BOGOTÁ, Colombia – Miguel Caballero has been making bulletproof clothes for politicians and other bigwigs for 20 years, but not for kids. The latest U.S. school massacre has changed that.
This year he plans a line for children – T-shirts, vests, and combination backpack-vests – and geared toward the U.S. market.
Caballero has made good money in his 22-year-old business with a factory on the outskirts of Bogotá. He sells around 50,000 garments a year that go for about $2,000 a piece, but the U.S. market had been tough to crack.
Then, after a lone and deranged gunman killed 20 small children and six staffers at Sandy Hook Elementary School last month in Newtown, Connecticut, he started getting orders from very worried parents.
“We would answer that we do not make clothes for kids.

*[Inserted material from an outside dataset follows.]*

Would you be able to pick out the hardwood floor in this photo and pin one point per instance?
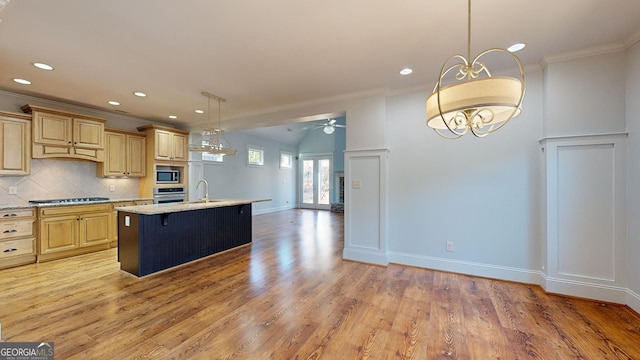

But the emails kept coming,” Caballero said.
So, in just a week, he designed garments and subjected them to ballistic tests. Now his factory is fitted to churn out a first lot of 1,800 bulletproof garments for children and is waiting for firm orders.
Carolina Ballesteros, Caballero’s director of research and development, said the impact of the Newtown shooting was huge because of the age of most of the victims: just 6 and 7.
Asked how you explain to a child that simply going to school can be so dangerous you have to wear a bulletproof vest, Ballesteros explained that her company’s garments are not designed for everyday use.
Rather, they are for emergencies, to be handed out by teachers when needed.
The new line is tailored for kids aged 8 to 16, with prices ranging from $200 to $400, depending on the garment and its size.
Caballero’s factory employs 235 people, and 95 percent of its output is exported to 23 countries in the Middle East and Latin America.
The company makes uniforms for security forces and suits for public figures in many countries, she said.
“Three royal families in the Middle East are customers of ours. We made a bulletproof kimono for the American actor Steven Seagal. Our experience is beyond question,” Ballesteros said.